The cost is $12.95 and they are available for each different state in Australia. Deffinatly worth checking out.

http://www.swivelsoriginal.com/index.php

_n.b. I don't have any association with this company, just want to support an Ozzie inventor._



















Cheers!


----------



## Stevie (Jan 16, 2011)

They have them at BCF in NSW at the counter for silly impulse buyers like me who got one!!! 
I guess handy enough but the sticker on paddle works easier. Used it shore based a few times. Good product.


----------



## Zonbie (Aug 24, 2009)

What is the measuring bit made from? Steel / plastic? Do you reckon it would rust in salt water?


----------



## rino88 (Sep 10, 2011)

Zonbie said:


> What is the measuring bit made from?
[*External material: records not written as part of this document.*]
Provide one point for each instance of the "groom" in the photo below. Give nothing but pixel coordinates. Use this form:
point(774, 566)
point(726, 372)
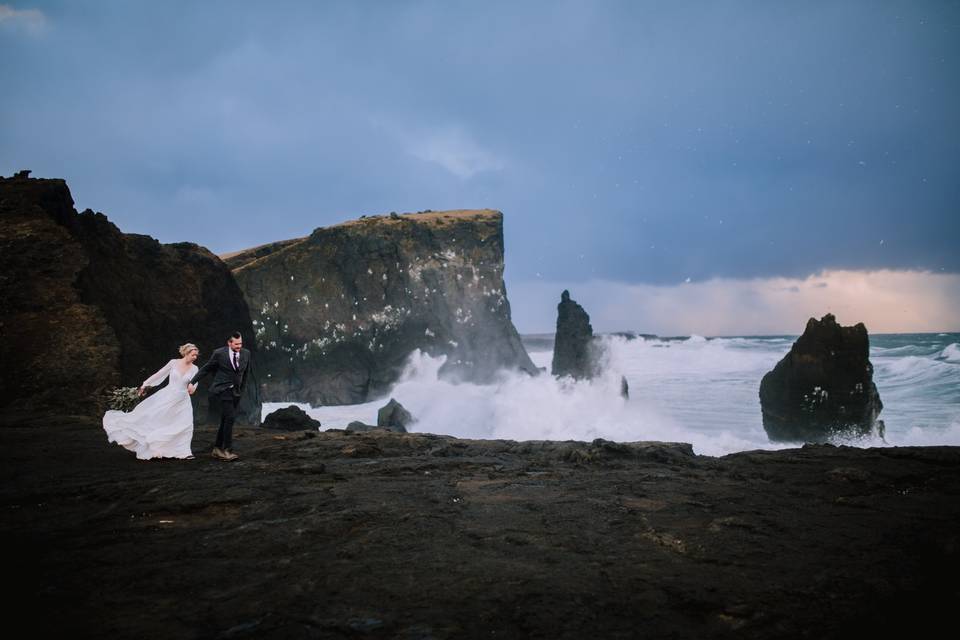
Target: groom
point(231, 365)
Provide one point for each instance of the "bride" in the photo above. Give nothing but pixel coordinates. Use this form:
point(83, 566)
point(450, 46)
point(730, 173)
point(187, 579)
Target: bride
point(162, 425)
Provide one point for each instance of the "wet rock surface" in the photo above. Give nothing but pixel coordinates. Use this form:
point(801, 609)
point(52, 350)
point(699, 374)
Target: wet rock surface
point(573, 353)
point(394, 414)
point(290, 419)
point(384, 535)
point(823, 386)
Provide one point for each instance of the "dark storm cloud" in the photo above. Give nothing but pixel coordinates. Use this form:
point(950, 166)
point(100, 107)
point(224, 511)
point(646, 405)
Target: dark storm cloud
point(639, 142)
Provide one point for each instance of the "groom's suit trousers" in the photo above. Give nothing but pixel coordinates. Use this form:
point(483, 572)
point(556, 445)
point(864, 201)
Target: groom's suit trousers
point(228, 413)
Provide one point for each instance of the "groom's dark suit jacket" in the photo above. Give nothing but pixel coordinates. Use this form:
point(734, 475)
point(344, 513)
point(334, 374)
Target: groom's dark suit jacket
point(221, 365)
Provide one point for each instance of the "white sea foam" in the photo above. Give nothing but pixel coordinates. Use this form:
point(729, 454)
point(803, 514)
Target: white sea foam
point(700, 391)
point(951, 353)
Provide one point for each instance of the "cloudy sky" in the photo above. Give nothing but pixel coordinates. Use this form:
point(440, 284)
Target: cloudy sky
point(708, 167)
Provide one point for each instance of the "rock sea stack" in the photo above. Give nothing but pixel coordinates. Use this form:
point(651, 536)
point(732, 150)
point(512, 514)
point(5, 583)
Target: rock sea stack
point(823, 387)
point(337, 313)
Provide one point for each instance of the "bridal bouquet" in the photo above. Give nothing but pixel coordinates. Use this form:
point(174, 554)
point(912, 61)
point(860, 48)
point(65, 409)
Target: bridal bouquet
point(122, 398)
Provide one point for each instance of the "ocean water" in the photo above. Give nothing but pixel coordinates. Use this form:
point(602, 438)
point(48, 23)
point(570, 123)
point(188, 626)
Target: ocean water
point(688, 389)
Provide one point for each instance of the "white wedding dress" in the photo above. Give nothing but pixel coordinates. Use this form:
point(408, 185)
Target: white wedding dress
point(161, 426)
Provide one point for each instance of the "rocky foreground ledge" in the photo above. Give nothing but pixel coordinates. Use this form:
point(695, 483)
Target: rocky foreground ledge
point(384, 535)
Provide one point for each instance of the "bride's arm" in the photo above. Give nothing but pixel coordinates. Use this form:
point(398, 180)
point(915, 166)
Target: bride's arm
point(158, 377)
point(211, 365)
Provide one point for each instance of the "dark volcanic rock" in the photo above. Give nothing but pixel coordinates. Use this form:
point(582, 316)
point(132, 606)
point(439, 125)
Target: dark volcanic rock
point(823, 386)
point(87, 307)
point(573, 353)
point(290, 419)
point(412, 535)
point(393, 414)
point(361, 427)
point(338, 313)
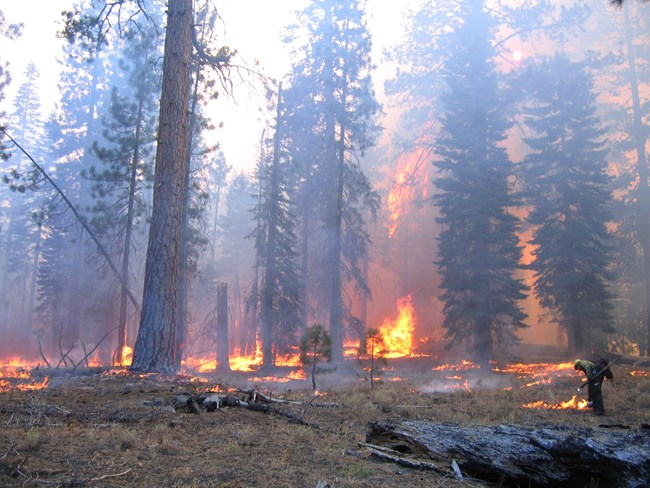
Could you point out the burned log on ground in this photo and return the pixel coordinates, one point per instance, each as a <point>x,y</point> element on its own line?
<point>518,455</point>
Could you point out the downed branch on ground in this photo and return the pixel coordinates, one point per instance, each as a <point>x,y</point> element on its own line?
<point>546,455</point>
<point>249,399</point>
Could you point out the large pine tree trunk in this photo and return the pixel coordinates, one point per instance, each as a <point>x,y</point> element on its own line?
<point>337,329</point>
<point>639,137</point>
<point>518,455</point>
<point>154,347</point>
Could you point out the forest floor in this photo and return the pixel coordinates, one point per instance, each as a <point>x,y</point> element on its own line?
<point>111,428</point>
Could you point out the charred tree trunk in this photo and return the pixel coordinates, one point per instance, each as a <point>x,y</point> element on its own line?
<point>639,137</point>
<point>154,347</point>
<point>271,272</point>
<point>184,272</point>
<point>518,455</point>
<point>223,363</point>
<point>337,329</point>
<point>126,251</point>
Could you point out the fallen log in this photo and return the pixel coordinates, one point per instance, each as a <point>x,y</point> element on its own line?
<point>251,400</point>
<point>518,455</point>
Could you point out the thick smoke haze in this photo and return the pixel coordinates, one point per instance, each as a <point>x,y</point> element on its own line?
<point>417,160</point>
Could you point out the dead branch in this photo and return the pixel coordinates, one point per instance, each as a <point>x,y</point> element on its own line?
<point>86,227</point>
<point>388,454</point>
<point>40,351</point>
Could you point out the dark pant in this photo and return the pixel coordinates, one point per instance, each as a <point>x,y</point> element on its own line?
<point>596,396</point>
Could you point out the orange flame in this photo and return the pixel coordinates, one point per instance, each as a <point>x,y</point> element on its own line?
<point>572,404</point>
<point>398,334</point>
<point>462,366</point>
<point>125,357</point>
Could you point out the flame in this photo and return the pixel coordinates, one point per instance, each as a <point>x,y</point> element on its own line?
<point>536,373</point>
<point>572,404</point>
<point>462,366</point>
<point>125,357</point>
<point>398,334</point>
<point>15,374</point>
<point>409,176</point>
<point>639,373</point>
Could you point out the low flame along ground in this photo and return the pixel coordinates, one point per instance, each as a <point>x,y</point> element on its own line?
<point>16,374</point>
<point>398,338</point>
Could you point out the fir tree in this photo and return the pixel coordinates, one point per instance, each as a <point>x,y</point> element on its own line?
<point>331,97</point>
<point>120,210</point>
<point>478,246</point>
<point>276,241</point>
<point>567,187</point>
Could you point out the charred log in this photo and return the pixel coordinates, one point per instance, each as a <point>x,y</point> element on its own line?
<point>518,455</point>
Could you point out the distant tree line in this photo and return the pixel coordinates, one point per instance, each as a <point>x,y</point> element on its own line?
<point>522,159</point>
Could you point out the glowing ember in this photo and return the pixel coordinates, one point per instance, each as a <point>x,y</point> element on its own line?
<point>398,334</point>
<point>573,404</point>
<point>410,174</point>
<point>639,373</point>
<point>125,357</point>
<point>462,366</point>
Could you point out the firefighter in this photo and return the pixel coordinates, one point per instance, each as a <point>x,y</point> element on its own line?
<point>596,373</point>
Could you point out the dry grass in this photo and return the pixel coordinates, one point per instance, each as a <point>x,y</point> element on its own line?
<point>116,431</point>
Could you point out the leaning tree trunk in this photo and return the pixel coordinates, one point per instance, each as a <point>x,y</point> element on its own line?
<point>337,329</point>
<point>547,455</point>
<point>154,347</point>
<point>271,270</point>
<point>223,361</point>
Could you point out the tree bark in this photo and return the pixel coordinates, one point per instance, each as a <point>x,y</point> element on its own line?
<point>154,347</point>
<point>518,455</point>
<point>271,272</point>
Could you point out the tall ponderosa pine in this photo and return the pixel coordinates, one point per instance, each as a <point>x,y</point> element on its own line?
<point>479,253</point>
<point>155,344</point>
<point>237,253</point>
<point>120,211</point>
<point>71,132</point>
<point>22,238</point>
<point>331,95</point>
<point>567,187</point>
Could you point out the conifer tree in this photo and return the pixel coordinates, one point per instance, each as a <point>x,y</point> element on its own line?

Steel / plastic? Do you reckon it would rust in salt water?


The bloke at the show said it is nylon coated steel, so it isn't suppose to rust...or rust as fast. Suppose time will show


----------



## Springleaf (Feb 5, 2012)

I have one of those fold out fish rulers but this will probably be a bit better as its more compact, especially when im fishing land based as the ruler doesnt fit in the bag easily.


----------



## Zonbie (Aug 24, 2009)

Cool. Thank-you. Like you said, It seems a good Idea.


----------



## Dodge (Oct 12, 2005)

Springleaf said:


> as the ruler doesnt fit in the bag easily.


Welcome to the forum mate.

An easy measure is a 1m plastic coated fabric tape measure used by dressmakers, and will easily fit in your pocket on the kayak or walking along, my own is years old.

A packet with 2 enclosed is only about $2 at any supermarket and has nothing to rust and seize either.


----------



## sbd (Aug 18, 2006)

Great idea, but they rust. DAMHIKT.

If mark2 doesn't rust, I'd buy another one like a shot.


----------



## kayakone (Dec 7, 2010)

sbd said:


> Great idea, but they rust. DAMHIKT.
> 
> If mark2 doesn't rust, I'd buy another one like a shot.


Of corse they rust Dave. Marine is the worst environment for corrosion.



Dodge said:


> An easy measure is a 1m plastic coated fabric tape measure used by dressmakers, and will easily fit in your pocket on the kayak or walking along, my own is years old.
> A packet with 2 enclosed is only about $2 at any supermarket and has nothing to rust and seize either.


Thanks Richo. But make it 2m if targeting big fish (availability also via Spotlight). Way to go.

KISS

Trevor


----------



## bildad (Jun 20, 2011)

Was using the ruler for a while but now I take along a plasticy vinyl dressmakers tape. the metal ends rust after awhile so go by another at Crazy's and you are laughing.


----------



## sbd (Aug 18, 2006)

kayakone said:


> sbd said:
> 
> 
> > Great idea, but they rust. DAMHIKT.
> ...


Thanks for explaining that so succinctly Trevor. How does one play the flute?

Perhaps they could consider making mk2 out of palladium, or titanium, or platinum, or gold, or plastic or summat.


----------